Notes on "Tragedy and Hope"



I am currently reading Dr. Carroll Quigley’s landmark 1966 book, Tragedy and Hope: A History of the World in our Time. This is a history book that covers the major events of the nineteenth and twentieth centuries up until almost the time of the book’s publication. It is also a favored text for conspiracy researchers because a small portion of the book is devoted to the foundation of influential policy groups by major forces in the world of financial capitalism. The goal of these policy groups was, and is, nothing less than to manage the economies of every country in the world using the leverage of central banking.
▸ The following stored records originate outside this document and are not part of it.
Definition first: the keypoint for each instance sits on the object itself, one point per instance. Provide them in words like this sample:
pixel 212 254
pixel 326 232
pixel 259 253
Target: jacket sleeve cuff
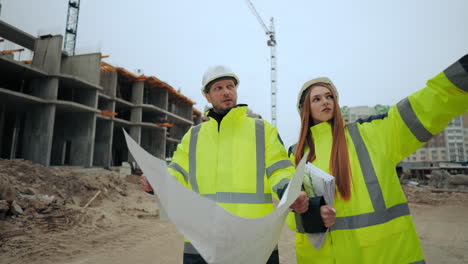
pixel 311 221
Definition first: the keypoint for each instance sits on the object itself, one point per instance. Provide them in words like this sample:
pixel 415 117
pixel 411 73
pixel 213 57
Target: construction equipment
pixel 270 32
pixel 71 26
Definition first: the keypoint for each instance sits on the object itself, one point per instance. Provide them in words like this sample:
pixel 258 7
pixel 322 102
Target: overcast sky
pixel 376 52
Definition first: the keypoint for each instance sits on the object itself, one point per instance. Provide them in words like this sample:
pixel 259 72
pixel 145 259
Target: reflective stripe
pixel 189 248
pixel 372 183
pixel 370 219
pixel 193 157
pixel 260 154
pixel 412 121
pixel 259 197
pixel 281 186
pixel 179 169
pixel 458 75
pixel 240 198
pixel 381 214
pixel 282 164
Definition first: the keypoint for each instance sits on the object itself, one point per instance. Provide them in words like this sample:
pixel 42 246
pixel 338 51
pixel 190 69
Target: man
pixel 237 161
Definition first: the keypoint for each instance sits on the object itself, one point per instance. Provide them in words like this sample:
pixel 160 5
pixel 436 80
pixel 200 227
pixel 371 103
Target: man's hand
pixel 301 205
pixel 145 185
pixel 328 215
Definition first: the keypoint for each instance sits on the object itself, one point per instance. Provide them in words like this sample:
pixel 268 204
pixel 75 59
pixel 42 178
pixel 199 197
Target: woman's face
pixel 322 104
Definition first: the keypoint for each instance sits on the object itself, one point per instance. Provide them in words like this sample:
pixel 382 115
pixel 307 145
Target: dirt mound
pixel 44 212
pixel 432 196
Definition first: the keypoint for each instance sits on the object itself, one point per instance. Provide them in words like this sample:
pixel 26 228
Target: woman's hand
pixel 301 205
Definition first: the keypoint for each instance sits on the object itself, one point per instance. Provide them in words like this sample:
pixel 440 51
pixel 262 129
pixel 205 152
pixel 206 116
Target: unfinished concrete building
pixel 70 110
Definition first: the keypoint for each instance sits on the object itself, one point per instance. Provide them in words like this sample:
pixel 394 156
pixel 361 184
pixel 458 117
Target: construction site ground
pixel 121 224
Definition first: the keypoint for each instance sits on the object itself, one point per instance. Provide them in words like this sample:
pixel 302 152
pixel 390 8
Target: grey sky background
pixel 376 52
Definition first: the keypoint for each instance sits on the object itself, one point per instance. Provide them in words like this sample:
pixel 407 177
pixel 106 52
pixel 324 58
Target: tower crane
pixel 71 28
pixel 271 42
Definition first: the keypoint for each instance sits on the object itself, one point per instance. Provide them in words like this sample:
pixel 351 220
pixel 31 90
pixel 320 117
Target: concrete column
pixel 82 150
pixel 40 119
pixel 103 143
pixel 136 114
pixel 38 134
pixel 108 81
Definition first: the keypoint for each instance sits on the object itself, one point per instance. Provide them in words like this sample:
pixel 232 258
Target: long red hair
pixel 339 158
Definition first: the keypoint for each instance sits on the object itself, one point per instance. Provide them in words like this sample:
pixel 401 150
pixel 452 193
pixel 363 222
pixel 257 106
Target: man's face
pixel 222 95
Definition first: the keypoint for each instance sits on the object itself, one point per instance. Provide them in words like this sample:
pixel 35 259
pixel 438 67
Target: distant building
pixel 70 110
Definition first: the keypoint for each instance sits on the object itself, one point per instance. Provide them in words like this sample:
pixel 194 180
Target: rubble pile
pixel 29 189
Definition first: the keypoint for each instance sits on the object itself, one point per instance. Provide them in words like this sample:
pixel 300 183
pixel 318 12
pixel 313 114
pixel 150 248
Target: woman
pixel 373 223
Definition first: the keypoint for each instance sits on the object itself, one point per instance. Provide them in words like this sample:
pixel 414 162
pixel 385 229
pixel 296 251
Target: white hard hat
pixel 216 72
pixel 308 84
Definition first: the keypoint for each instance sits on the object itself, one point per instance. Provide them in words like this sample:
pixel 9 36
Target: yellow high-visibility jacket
pixel 375 225
pixel 240 167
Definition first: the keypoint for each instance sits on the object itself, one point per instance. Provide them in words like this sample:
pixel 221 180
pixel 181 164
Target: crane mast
pixel 270 32
pixel 71 26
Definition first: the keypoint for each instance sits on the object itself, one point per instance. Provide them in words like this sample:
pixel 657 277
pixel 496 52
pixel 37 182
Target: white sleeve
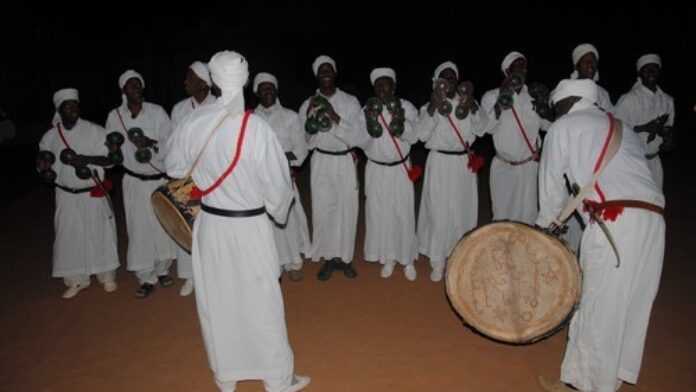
pixel 488 107
pixel 426 124
pixel 552 191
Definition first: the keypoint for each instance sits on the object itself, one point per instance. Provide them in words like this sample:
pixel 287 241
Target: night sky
pixel 51 47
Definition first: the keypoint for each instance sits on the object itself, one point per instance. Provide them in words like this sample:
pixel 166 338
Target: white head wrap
pixel 124 78
pixel 230 71
pixel 583 88
pixel 444 66
pixel 264 77
pixel 509 59
pixel 381 73
pixel 201 70
pixel 648 59
pixel 62 95
pixel 578 53
pixel 323 59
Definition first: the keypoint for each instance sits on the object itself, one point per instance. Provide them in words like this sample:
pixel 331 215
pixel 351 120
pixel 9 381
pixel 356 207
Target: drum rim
pixel 511 338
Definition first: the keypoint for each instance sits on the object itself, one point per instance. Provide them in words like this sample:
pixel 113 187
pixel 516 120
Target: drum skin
pixel 512 282
pixel 176 211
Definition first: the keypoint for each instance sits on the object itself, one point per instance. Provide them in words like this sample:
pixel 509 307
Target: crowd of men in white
pixel 247 255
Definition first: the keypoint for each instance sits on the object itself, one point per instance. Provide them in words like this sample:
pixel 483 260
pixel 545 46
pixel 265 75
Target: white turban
pixel 62 95
pixel 323 59
pixel 578 53
pixel 648 59
pixel 583 88
pixel 201 70
pixel 128 75
pixel 230 71
pixel 381 73
pixel 509 59
pixel 264 77
pixel 444 66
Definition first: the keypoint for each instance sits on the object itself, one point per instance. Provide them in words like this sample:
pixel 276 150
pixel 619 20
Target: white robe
pixel 85 227
pixel 449 202
pixel 607 333
pixel 182 109
pixel 334 183
pixel 513 187
pixel 235 262
pixel 292 239
pixel 639 106
pixel 148 243
pixel 390 218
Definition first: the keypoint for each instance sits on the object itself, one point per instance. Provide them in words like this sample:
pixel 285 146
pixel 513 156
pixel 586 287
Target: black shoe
pixel 349 271
pixel 165 280
pixel 326 270
pixel 145 290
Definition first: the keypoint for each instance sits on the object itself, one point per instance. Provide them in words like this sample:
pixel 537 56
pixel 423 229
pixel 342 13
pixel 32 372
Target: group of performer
pixel 252 224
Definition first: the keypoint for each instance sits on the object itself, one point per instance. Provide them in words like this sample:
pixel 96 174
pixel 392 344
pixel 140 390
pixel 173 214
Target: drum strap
pixel 611 146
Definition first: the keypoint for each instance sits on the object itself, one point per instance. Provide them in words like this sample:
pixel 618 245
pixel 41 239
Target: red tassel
pixel 195 194
pixel 415 172
pixel 476 162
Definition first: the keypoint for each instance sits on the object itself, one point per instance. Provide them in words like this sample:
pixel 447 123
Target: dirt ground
pixel 367 334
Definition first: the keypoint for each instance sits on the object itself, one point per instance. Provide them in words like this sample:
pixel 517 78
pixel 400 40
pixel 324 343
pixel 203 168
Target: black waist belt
pixel 327 152
pixel 74 190
pixel 145 177
pixel 233 213
pixel 390 163
pixel 447 152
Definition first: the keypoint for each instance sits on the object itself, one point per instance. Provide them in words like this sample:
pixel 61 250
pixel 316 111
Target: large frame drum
pixel 513 282
pixel 176 211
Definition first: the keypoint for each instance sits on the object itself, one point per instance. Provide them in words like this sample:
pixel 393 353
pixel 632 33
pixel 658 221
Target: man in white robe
pixel 334 179
pixel 292 238
pixel 449 202
pixel 242 174
pixel 150 249
pixel 197 85
pixel 585 60
pixel 85 227
pixel 607 332
pixel 649 110
pixel 390 218
pixel 515 129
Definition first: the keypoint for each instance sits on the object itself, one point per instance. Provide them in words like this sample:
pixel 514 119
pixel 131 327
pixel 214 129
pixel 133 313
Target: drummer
pixel 197 84
pixel 607 333
pixel 150 249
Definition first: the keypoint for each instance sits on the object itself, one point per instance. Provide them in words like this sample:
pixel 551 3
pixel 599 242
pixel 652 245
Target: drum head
pixel 512 282
pixel 171 220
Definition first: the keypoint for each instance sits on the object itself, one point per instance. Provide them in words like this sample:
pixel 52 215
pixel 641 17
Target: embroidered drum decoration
pixel 176 210
pixel 512 282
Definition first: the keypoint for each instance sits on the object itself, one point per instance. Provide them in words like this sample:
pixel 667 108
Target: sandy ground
pixel 367 334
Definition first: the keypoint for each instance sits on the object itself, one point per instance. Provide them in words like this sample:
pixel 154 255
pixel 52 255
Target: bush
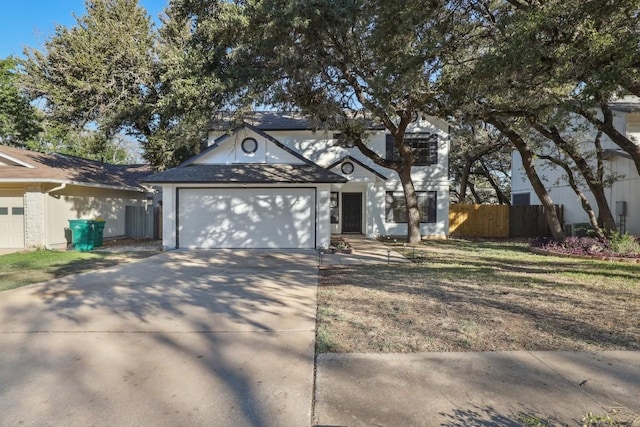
pixel 625 244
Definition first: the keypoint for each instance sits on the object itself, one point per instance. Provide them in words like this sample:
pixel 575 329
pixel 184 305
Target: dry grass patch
pixel 480 296
pixel 24 268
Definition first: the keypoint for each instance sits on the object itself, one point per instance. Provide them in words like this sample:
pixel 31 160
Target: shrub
pixel 624 244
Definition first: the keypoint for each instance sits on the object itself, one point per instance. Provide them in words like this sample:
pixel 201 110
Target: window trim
pixel 432 146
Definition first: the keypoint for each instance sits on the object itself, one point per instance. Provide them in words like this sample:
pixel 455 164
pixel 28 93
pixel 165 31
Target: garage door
pixel 11 221
pixel 246 218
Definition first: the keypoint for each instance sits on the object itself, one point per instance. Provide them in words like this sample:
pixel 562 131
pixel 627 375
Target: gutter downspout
pixel 58 188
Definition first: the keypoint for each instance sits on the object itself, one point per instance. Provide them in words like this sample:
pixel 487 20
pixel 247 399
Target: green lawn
pixel 23 268
pixel 479 296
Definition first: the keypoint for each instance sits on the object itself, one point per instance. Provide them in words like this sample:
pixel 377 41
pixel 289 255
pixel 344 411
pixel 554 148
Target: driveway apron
pixel 181 338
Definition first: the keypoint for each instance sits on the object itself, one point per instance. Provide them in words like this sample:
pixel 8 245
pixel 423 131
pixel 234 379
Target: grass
pixel 24 268
pixel 480 296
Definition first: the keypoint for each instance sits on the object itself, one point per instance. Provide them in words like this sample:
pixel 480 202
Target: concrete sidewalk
pixel 476 389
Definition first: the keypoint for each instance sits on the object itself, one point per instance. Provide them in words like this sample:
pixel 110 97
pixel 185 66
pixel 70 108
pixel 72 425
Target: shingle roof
pixel 40 167
pixel 254 173
pixel 272 120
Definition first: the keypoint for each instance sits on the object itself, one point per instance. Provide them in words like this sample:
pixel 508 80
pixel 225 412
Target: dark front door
pixel 352 212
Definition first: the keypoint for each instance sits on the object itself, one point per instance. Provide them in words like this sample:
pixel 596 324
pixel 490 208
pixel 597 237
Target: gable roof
pixel 263 134
pixel 273 120
pixel 358 162
pixel 32 166
pixel 246 173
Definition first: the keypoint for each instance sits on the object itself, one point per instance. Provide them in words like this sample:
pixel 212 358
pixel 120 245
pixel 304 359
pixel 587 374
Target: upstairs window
pixel 424 145
pixel 396 207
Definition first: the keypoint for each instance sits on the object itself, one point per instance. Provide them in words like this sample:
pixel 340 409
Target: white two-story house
pixel 623 195
pixel 275 181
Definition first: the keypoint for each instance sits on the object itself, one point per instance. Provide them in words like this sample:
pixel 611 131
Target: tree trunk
pixel 503 199
pixel 403 168
pixel 593 219
pixel 464 180
pixel 413 213
pixel 594 181
pixel 609 129
pixel 527 162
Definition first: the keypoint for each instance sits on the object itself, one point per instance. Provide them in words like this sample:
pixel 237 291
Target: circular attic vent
pixel 249 145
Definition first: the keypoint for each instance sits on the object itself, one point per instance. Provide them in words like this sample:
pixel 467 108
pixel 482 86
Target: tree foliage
pixel 19 120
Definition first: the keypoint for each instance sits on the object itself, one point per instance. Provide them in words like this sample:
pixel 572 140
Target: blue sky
pixel 32 22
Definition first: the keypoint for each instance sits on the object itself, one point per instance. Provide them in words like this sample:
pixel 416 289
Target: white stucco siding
pixel 169 216
pixel 633 127
pixel 12 218
pixel 229 151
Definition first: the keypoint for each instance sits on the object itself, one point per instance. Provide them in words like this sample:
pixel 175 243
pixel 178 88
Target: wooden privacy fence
pixel 479 220
pixel 499 221
pixel 529 221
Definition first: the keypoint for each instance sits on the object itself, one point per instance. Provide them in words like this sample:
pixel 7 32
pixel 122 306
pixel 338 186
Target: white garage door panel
pixel 11 222
pixel 246 218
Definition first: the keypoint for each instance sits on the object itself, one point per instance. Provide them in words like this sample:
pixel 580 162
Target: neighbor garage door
pixel 11 220
pixel 246 218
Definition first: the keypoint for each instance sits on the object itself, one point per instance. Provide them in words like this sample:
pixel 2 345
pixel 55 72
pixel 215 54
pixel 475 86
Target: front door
pixel 352 212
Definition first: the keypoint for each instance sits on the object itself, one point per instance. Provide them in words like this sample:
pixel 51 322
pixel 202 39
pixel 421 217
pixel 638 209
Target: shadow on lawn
pixel 585 313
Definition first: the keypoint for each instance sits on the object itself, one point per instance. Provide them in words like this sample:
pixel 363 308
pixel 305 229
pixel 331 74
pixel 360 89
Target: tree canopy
pixel 19 120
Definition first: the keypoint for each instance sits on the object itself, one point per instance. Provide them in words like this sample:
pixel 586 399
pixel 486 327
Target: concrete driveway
pixel 181 338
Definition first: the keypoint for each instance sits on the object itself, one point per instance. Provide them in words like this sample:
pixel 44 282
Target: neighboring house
pixel 623 195
pixel 39 193
pixel 277 182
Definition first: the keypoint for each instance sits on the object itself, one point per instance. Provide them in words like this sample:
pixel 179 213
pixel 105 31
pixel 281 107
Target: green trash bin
pixel 81 234
pixel 98 233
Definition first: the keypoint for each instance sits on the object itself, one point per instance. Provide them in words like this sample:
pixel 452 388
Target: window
pixel 334 208
pixel 396 208
pixel 522 199
pixel 424 145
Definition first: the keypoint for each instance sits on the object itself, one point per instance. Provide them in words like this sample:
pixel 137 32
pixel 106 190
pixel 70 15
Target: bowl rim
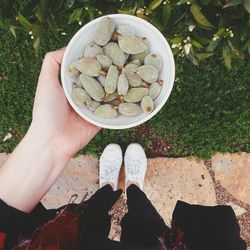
pixel 123 126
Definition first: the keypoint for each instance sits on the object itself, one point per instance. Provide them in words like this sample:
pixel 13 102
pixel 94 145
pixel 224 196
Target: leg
pixel 142 225
pixel 99 205
pixel 98 219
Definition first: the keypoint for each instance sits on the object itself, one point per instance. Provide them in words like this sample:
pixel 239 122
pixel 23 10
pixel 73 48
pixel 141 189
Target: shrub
pixel 196 29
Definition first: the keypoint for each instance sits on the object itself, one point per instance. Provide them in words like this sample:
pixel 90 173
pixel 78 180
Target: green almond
pixel 131 44
pixel 92 87
pixel 106 111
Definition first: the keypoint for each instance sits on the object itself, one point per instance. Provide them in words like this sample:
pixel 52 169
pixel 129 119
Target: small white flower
pixel 187 48
pixel 7 137
pixel 215 37
pixel 191 27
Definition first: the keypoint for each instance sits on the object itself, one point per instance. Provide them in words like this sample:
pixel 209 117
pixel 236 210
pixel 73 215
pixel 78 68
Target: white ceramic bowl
pixel 157 44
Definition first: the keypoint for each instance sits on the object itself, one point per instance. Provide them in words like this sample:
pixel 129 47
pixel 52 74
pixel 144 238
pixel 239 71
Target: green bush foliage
pixel 196 29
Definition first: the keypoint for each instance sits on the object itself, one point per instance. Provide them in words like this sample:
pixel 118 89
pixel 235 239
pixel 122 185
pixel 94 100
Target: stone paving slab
pixel 225 179
pixel 233 173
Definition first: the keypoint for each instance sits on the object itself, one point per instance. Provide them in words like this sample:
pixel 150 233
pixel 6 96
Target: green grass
pixel 208 110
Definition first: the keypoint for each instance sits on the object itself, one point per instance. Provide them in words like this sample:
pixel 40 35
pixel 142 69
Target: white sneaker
pixel 110 164
pixel 135 161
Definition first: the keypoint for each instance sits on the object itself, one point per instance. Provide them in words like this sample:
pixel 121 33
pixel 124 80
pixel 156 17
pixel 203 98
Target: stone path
pixel 225 179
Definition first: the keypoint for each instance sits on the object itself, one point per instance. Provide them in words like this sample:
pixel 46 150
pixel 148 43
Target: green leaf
pixel 157 24
pixel 175 51
pixel 205 2
pixel 231 3
pixel 36 30
pixel 154 4
pixel 197 44
pixel 176 40
pixel 127 11
pixel 75 15
pixel 69 3
pixel 142 16
pixel 24 21
pixel 227 56
pixel 234 50
pixel 213 45
pixel 246 4
pixel 202 40
pixel 220 31
pixel 202 56
pixel 166 13
pixel 39 15
pixel 247 46
pixel 12 29
pixel 193 58
pixel 199 17
pixel 181 2
pixel 36 45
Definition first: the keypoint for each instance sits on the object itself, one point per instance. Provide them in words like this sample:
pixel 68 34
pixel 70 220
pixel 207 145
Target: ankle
pixel 108 183
pixel 129 183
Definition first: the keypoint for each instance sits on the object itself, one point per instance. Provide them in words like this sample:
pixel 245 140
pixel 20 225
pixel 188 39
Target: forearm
pixel 30 171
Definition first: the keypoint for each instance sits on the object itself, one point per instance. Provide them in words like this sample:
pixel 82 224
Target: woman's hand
pixel 56 133
pixel 53 117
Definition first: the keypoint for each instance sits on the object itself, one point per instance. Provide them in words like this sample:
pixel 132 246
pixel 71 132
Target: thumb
pixel 51 66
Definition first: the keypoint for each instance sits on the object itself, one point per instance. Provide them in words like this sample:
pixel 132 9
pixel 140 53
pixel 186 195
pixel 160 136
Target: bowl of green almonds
pixel 117 71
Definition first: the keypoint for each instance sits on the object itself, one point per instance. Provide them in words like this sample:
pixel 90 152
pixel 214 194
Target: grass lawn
pixel 208 110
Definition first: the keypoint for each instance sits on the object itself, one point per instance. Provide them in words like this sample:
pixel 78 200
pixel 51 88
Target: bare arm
pixel 55 135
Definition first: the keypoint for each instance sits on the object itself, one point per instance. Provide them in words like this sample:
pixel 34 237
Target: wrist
pixel 30 171
pixel 48 145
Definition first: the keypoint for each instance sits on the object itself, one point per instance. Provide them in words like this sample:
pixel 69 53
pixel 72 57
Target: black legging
pixel 141 226
pixel 205 228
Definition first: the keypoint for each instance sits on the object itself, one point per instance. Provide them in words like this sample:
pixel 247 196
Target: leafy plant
pixel 196 29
            These revelations are really only a small portion of a very exhaustive (1348 pgs.) political history provided by an interpretative historian, but the discovery of the machinations of these financial scions is immensely valuable because Dr. Quigley discovered their objectives through exclusive access to primary documents. He was granted access to the complete records of the Council on Foreign Relations, which have now been made public, and the records of its even more secretive parent group The Round Table in the early 1960’s. This access was granted to him, no doubt, because he was an establishment intellectual who was writing a book that puts world government by bankers and technocrats in a mostly favorable light. Although Dr. Quigley disagrees with the secrecy and subterfuge employed by the global elite, it’s clear that he has no problem with world government controlled by experts, per se.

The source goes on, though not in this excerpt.